Title: Universal Information Extraction for Information Retrieval

Speaker: Heng Ji, Rensselaer Polytechnic Institute

 

Abstract

The big data boom in recent years covers a wide spectrum of heterogeneous data types, from text to image, video, speech, and multimedia. Most of the valuable information in such "big data" is encoded in natural language, which makes it accessible to some people — for example, those who can read that particular language — but much less amenable to computer processing beyond a simple keyword search. Information Extraction (IE) and Information Retrieval (IR) on a massive scale share the same goal of creating the next generation of information access in which humans can communicate with computers in any natural language beyond keyword search, by extracting and presenting the important and relevant information embedded in big data. IE aims extract structured facts from a wide spectrum of heterogeneous unstructured data types. Traditional IE techniques are limited to a certain source X (X = a particular language, domain, limited number of pre-defined fact types, single data modality, ...). When moving from X to a new source Y, we need to start from scratch again by annotating a substantial amount of training data and developing Y-specific extraction capabilities.  In this talk, I will present a new Universal IE paradigm to combine the merits of traditional IE (high quality and fine granularity) and Open IE (high scalability). This framework is able to discover schemas and extract facts from any input data in any domain, without any annotated training data, by integrating distributional semantics and symbolic semantics.  It can also be extended to hundreds of languages, thousands of fact types and multiple data modalities by constructing a multi-lingual multi-media multi-task common semantic space and then performing zero-shot transfer learning across sources. I will also discuss possible research directions toward a symbosis between universal IE and IR, using open-domai knowledg graphs constructed from this common space as an intermediate representation. 

  

Short bio

Heng Ji is the Edward P. Hamilton Chair Professor in Computer Science at Rensselaer Polytechnic Institute. She received her Ph.D. in Computer Science from New York University. Her research interests focus on Natural Language Processing, especially on Information Extraction and Knowledge Base Population.

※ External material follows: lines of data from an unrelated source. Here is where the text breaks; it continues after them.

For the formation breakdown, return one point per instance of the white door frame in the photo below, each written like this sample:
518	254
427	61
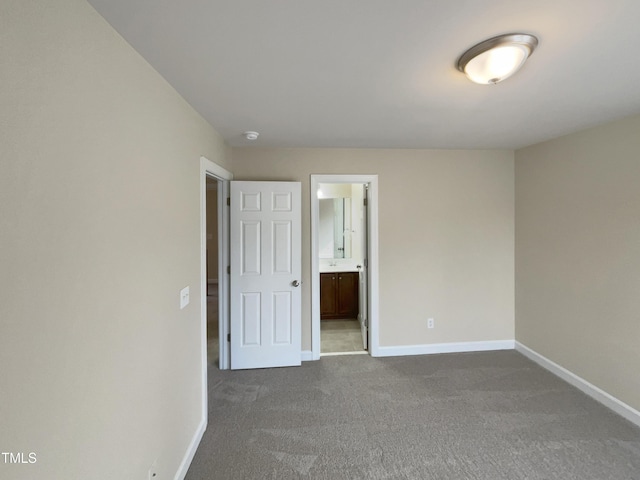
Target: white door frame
372	255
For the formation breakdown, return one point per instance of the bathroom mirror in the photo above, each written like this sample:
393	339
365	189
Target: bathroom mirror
335	227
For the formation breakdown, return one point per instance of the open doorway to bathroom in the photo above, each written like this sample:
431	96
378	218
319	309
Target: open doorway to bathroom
212	286
364	253
342	258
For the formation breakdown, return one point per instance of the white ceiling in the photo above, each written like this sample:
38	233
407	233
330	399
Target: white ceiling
381	73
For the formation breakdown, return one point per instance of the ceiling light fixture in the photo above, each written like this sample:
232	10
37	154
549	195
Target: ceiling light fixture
493	60
251	135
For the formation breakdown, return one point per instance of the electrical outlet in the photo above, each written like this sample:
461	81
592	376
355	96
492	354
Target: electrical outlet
184	297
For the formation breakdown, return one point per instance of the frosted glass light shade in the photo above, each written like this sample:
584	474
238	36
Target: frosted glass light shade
498	58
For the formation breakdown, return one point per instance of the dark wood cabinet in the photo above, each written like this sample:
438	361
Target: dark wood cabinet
339	295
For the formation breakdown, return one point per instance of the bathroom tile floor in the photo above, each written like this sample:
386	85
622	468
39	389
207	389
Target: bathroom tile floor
338	336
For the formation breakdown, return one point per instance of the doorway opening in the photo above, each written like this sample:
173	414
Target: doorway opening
344	264
213	284
214	254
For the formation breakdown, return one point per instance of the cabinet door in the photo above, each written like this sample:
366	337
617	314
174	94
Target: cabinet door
327	294
347	295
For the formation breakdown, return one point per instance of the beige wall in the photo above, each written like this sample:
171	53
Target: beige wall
578	254
99	231
446	236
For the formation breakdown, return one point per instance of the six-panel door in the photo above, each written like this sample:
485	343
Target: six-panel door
266	263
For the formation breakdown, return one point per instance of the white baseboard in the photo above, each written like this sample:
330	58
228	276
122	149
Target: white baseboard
445	348
580	383
191	451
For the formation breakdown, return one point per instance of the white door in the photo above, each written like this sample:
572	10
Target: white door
364	282
266	266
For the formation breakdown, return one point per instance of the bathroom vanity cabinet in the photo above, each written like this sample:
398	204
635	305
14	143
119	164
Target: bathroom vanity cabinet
339	295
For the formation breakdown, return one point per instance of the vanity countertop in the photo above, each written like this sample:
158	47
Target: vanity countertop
337	268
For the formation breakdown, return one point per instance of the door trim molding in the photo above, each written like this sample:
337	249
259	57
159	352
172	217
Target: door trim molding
372	180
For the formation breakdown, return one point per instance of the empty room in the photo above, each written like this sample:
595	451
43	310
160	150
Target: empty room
359	240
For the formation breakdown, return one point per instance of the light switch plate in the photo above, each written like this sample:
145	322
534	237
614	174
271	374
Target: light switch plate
184	297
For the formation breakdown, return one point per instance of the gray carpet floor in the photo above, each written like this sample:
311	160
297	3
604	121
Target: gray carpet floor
490	415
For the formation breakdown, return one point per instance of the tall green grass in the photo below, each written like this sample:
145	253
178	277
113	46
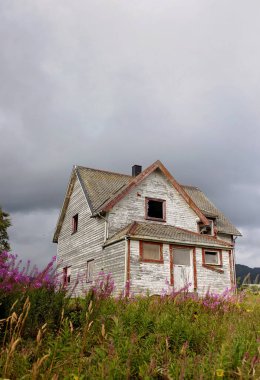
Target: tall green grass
141	338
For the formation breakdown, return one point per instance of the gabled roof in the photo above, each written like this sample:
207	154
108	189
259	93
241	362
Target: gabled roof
123	185
103	189
167	234
210	211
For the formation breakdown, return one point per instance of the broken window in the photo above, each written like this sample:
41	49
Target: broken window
151	251
212	257
181	256
155	209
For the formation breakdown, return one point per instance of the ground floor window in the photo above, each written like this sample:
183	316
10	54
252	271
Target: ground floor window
181	256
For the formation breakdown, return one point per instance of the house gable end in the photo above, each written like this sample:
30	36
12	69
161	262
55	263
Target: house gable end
138	179
73	178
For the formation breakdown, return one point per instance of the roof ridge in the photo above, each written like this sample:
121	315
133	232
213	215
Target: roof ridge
103	171
191	187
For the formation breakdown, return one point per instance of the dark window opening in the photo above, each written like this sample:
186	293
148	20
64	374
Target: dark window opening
212	258
155	209
75	221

She was selected as "Young Scientist" and a member of the Global Future Council on the Future of Computing by the World Economic Forum in 2016, 2017 and 2018.  She received "AI's 10 to Watch" Award by IEEE Intelligent Systems in 2013, NSF CAREER award in 2009, Google Research Awards in 2009 and 2014, IBM Watson Faculty Award in 2012 and 2014, and Bosch Research Awards in 2015, 2016 and 2017.  She coordinated the NIST TAC Knowledge Base Population task since 2010, and served as the Program Committee Co-Chair of several conferences including NAACL-HLT2018.

Title: The AI-Driven Life : Clova AI, Search and AiRS 

Speaker: Jaeho Choi, Naver Corp.

  

Abstract

Since the Internet and mobile devices appeared, search and recommendation have become an indispensable part of our lives. Traditionally, IR (information retrieval) stands for the task of finding relevant ducuments from a set of information consisting of text when given a query. Nowadays, the search users have changed it into a task that analyzes and combines informative signals based on AI and finds the correct answer at once. Atypical input through the camera lens of the smartphone and the microphone of the smart speaker is a challenge for Clova AI to understand the intent of search, which is unlike the inquiry of the text input mainly dealt by the conventional search engines. In addition, AI recommendation is always there with us - from the headline news every morning, music playlists on your devices, restaurants for a decent lunch, TV shows and movies you may like and so on.

As in the case of search, our daily life can be more convenient through AI recommendation which understands our preferences and lifestyle patterns and finds the information we want.

To this end, Naver AiRS (Ai Recommender System) offers a variety of personalized news, blog posts, webtoon, and video content recommendations for tens of millions of people every day. The ultimate goal of Clova AI, Search and AiRS is "The AI-Driven Life" that makes daily life easier through AI.

  

Short bio

Jaeho Choi is the leader of AiRS (Ai Recommender System) at the Search Department of Naver Corp. in South Korea. He graduated Seoul National University and joined Naver, as a software engineer in 2003. He was supervised by W. Bruce Croft, a distinguished professor of UMASS Amherst from 2011 to 2012, when he earned his master degree. In 2013, he returned to Naver and led a personalized recommendation project based on mobile search behavior as in Google Now. In 2016-17, his team launched AiRS News, AI-based personalized news recommendation service and spread AI content curation for Naver portal site. In 2018, LINE Today adapted AiRS and launched For You recommendation in Taiwan, Thailand, Indonesia and Hong-Kong. Recently, his team is working on personalization for LINE News in Japan.